Thanks for the quick turnaround. Most of the technical issues from the first review are properly addressed:

• ✅ Removed System.getenv("PATH") fallback
• ✅ OS detection now uses ProfileActivationContext
• ✅ Paths.get() → Path.of()
• ✅ Dead code (candidateNames()) removed
• ✅ @DisabledOnOs(OS.WINDOWS) used correctly
• ✅ Removed trivial fallback test
• ✅ Model validator warning added
• ✅ Javadoc documentation added

A few items remain.

Accidental file: your-database.db

There's a zero-byte your-database.db file committed at the repo root. This is clearly not intended — please remove it from the branch.

.replace('\\', '/') still present in integration test

In ConditionProfileActivatorTest.testExecutableWithAbsolutePath(), the .replace('\\', '/') that was flagged in the first review is still there. It was correctly removed from ExecutableFinderTest.findsExecutableByAbsolutePath(), but the integration test still has it.

Windows code paths have zero test coverage

The contextWithPath() test stub never sets os.name, so isWindows() always returns false in tests. This means the Windows extension probing logic (.exe, .cmd, .bat, .com) is completely untested. Consider adding at least one test that simulates a Windows environment by including os.name set to Windows 10 in the context properties and verifying that e.g. my-tool.exe is found when searching for my-tool.

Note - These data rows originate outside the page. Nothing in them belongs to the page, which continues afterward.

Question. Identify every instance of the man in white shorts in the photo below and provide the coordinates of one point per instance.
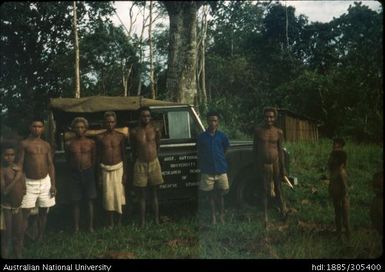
(212, 145)
(35, 157)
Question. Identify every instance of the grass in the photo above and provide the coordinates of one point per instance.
(307, 234)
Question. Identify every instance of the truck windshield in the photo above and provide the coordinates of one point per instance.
(181, 127)
(175, 124)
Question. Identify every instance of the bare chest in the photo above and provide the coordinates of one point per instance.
(111, 141)
(36, 148)
(145, 136)
(80, 147)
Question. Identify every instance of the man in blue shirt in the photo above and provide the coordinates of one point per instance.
(212, 145)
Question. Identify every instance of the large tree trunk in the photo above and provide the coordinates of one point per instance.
(201, 63)
(181, 76)
(76, 46)
(152, 87)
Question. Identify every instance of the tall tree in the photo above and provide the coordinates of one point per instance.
(76, 47)
(181, 76)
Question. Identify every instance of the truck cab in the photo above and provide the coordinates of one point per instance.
(179, 125)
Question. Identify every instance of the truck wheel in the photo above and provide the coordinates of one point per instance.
(247, 192)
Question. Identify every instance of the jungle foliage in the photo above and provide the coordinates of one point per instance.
(331, 72)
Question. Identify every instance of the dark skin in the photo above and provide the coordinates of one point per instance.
(13, 190)
(268, 151)
(339, 193)
(215, 195)
(110, 151)
(82, 155)
(35, 158)
(145, 141)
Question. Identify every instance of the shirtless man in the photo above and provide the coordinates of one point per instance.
(110, 152)
(269, 159)
(12, 192)
(81, 155)
(35, 158)
(145, 145)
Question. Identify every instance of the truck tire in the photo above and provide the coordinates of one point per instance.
(247, 190)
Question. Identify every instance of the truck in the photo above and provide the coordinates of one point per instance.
(180, 125)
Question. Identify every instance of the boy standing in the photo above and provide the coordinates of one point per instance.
(35, 158)
(145, 141)
(212, 145)
(338, 189)
(81, 156)
(110, 151)
(269, 158)
(12, 192)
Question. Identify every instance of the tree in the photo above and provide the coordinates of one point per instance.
(181, 76)
(76, 45)
(36, 55)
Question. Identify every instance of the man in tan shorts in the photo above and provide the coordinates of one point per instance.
(110, 153)
(35, 158)
(212, 145)
(144, 140)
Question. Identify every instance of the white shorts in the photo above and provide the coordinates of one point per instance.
(208, 182)
(38, 193)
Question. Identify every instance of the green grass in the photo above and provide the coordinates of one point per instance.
(307, 234)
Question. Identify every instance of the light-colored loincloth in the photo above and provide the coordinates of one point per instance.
(38, 193)
(209, 182)
(113, 189)
(147, 173)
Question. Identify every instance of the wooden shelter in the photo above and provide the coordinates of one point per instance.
(297, 127)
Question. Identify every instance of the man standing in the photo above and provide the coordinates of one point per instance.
(81, 154)
(212, 145)
(35, 157)
(269, 158)
(147, 171)
(110, 152)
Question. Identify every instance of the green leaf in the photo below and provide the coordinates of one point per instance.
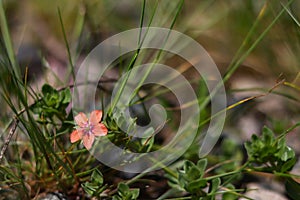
(47, 89)
(89, 188)
(194, 186)
(201, 164)
(215, 183)
(267, 136)
(97, 177)
(288, 165)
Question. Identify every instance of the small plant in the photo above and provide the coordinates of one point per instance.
(270, 154)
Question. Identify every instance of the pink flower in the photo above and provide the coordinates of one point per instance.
(87, 129)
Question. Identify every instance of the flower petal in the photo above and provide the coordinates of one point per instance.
(75, 136)
(81, 119)
(95, 116)
(88, 141)
(99, 130)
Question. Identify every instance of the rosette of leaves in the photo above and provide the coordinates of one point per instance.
(191, 179)
(52, 103)
(126, 193)
(270, 154)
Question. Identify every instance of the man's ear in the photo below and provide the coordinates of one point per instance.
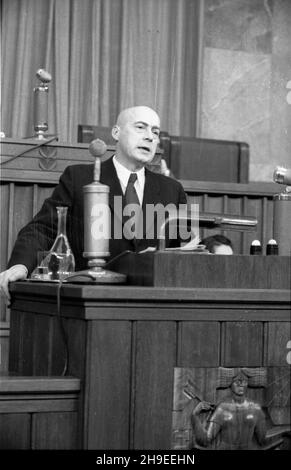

isExecutableFile() comment is misleading for direct paths

The comment on isExecutableFile() says "we are already filtering by extension in the caller" — but this is only true for the PATH-search branch. When the user provides a direct path (containing a separator), there is no extension filtering. This means executable('C:/path/to/readme.txt') would return true on Windows for any regular file. The comment should be corrected, and you may want to consider whether direct paths on Windows should also require an executable extension.

Regarding reproducibility (Options 3+4)

The warning in DefaultModelValidator and the Javadoc are reasonable first steps. One gap worth noting: the warning fires at build time of the POM that contains the executable() condition, but when a consumer pulls that POM from a repository and builds with it, the condition silently activates (or not) based on the consumer's PATH — with no warning on the consumer side. Stripping executable() conditions from consumer POMs (Option 1 from the first review) would close this gap, but that's a larger change that could come as a follow-up.